Unter der gleichen Voraussetzung kann die Unterstellung jeweils um längstens fünf Jahre verlängert werden.
Der Gemeinderat (Stadtrat) ist befugt, mit dem Antrag an die Gemeindeversammlung oder den Grossen Gemeinderat eine vorläufige Unterstellung anzuordnen, die bis zum Beschluss des nach der Gemeindeordnung abschliessend zuständigen Organs, längstens aber sechs Monate, im Falle einer Urnenabstimmung längstens neun Monate, gültig ist.
II. Rechtswirksamkeit
§ 2. Die Unterstellungs- oder Verlängerungsbeschlüsse werden mit ihrem Erlass auf den von der Gemeinde zu bestimmenden Zeitpunkt rechtswirksam.

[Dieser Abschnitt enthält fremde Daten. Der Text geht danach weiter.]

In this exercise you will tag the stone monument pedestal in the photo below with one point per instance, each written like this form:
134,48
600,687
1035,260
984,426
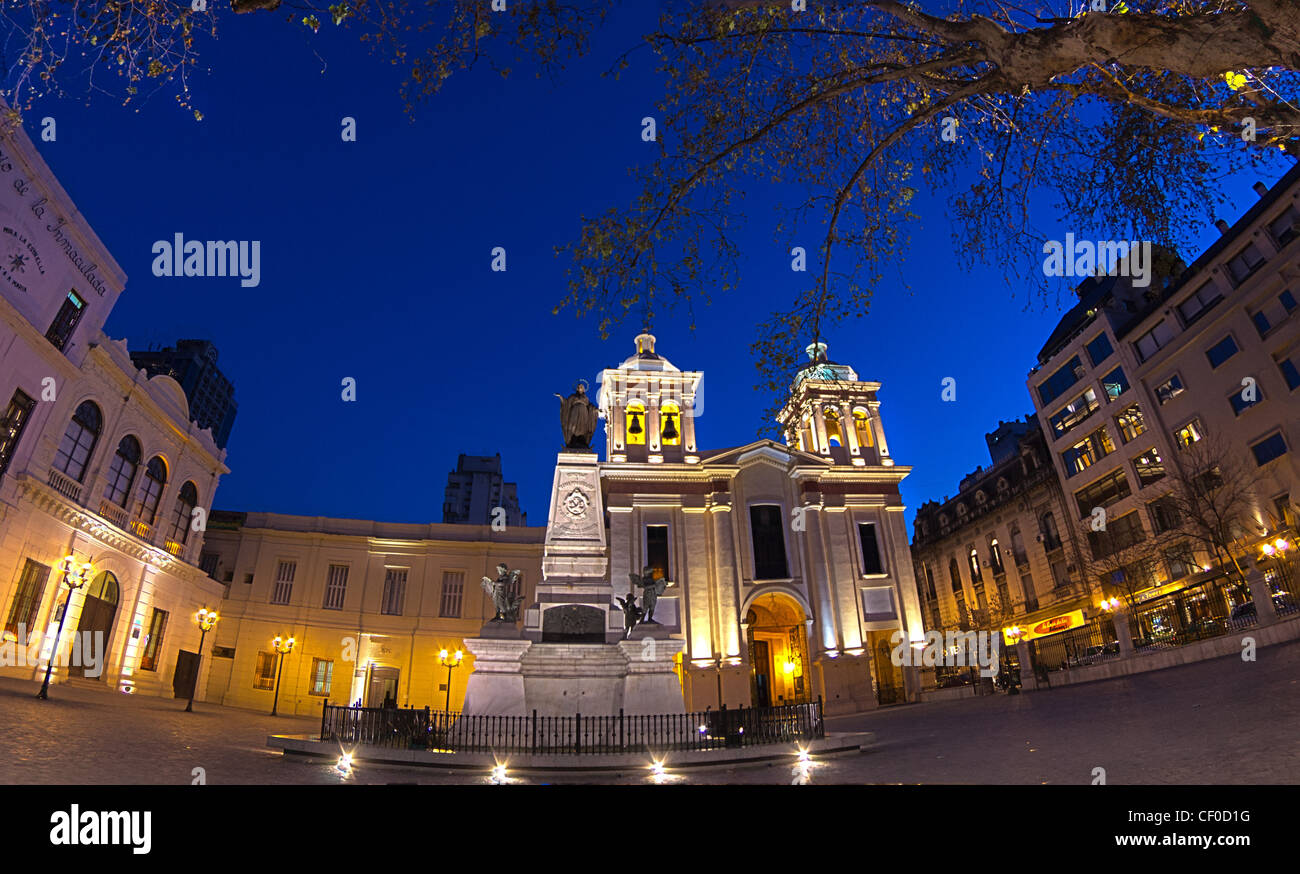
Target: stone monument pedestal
570,657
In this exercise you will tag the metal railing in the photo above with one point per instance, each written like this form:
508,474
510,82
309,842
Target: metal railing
576,735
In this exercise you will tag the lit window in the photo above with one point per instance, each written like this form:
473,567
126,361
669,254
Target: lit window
121,472
1188,433
1169,389
78,441
833,436
1130,423
65,323
185,503
862,425
1114,383
155,479
1269,449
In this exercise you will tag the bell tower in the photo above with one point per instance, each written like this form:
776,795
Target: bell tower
649,409
833,414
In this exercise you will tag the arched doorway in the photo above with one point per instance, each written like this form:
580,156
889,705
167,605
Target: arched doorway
889,688
98,614
780,671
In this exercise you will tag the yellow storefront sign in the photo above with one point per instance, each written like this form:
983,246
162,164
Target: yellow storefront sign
1044,627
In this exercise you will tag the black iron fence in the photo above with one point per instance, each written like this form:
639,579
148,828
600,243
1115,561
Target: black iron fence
1091,643
573,735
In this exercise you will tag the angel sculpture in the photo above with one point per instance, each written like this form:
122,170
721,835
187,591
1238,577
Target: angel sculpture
631,613
499,589
650,591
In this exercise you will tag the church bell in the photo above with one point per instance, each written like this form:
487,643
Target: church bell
670,429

Auf begründetes Begehren kann im Rechtsmittelverfahren die Rechtswirksamkeit eines angefochtenen Unterstellungs- oder Verlängerungsbeschlusses aufgehoben werden, sofern sofort schlüssig nachgewiesen wird, dass die Voraussetzung der Unterstellung fehlt.
III. Genehmigung
§ 3. Die Beschlüsse der Gemeinden über die Unterstellung oder deren Verlängerung bedürfen der Genehmigung des Regierungsrates.
B. Abbruchvorschriften
I. Bewilligungspflicht
§ 4. Der Abbruch, der Umbau oder die Zweckänderung von Wohnungen für Familien bedürfen der Bewilligung.
II. Erteilung der Bewilligung
1. zwingend
§ 5. Die Bewilligung muss erteilt werden, wenn
a) der Abbruch, der Umbau oder die Zweckänderung aus polizeilichen Gründen verfügt worden ist;
b) der Abbruch, der Umbau oder die Zweckänderung zur Verwirklichung einer diese Massnahmen vorsehenden Planung oder eines Werkes oder einer Anlage im überwiegenden öffentlichen Interesse erforderlich ist;
c) es sich um ein als Eigenheim bewohntes Einfamilienhaus handelt;
d) der Umbau luxuriöse Wohnungen betrifft und mit keiner Zweckänderung verbunden ist;
e) wesentlich mehr Wohnraum für Familien oder Betagte preisgünstig gebaut wird;
f) die betroffenen Wohnungen oder bei Abbruch des Gebäudes die Mehrzahl der Wohnungen wegen ihrer räumlichen oder hygienischen Beschaffenheit nicht mehr genügen und preisgünstig Wohnraum für Familien oder Betagte erneuert oder gebaut wird, dessen Bruttofläche insgesamt mindestens derjenigen der bisherigen Wohnungen entspricht.
2. nach Ermessen
§ 6. Die Bewilligung kann bei besonderen Umständen und unter Abwägung der sich gegenüberstehenden Interessen erteilt werden, namentlich wenn
a) preisgünstig Wohnraum für Familien oder Betagte erneuert oder gebaut wird, dessen Bruttofläche insgesamt mindestens derjenigen der bisherigen Wohnungen entspricht;
b) die betroffenen Wohnungen oder bei Abbruch des Gebäudes die Mehrzahl der Wohnungen wegen ihrer räumlichen oder hygienischen Beschaffenheit nicht mehr genügen;
c) der Eigentümer nachweist, dass er auf dem Grundstück Räumlichkeiten seines Handels-, Fabrikations- oder eines anderen von ihm geführten Betriebes einrichten will;
d) eine unumgängliche Renovation unverhältnismässig hohe Kosten verursachen würde.
C. Verfahren
I. Gesuch
§ 7. Gesuche um Bewilligung eines Abbruchs, Umbaus oder einer Zweckänderung sind unter Beilage der für den Entscheid notwendigen Unterlagen und unter Angabe der Mieter bei der Behörde einzureichen, die von der Gemeinde zu bezeichnen ist.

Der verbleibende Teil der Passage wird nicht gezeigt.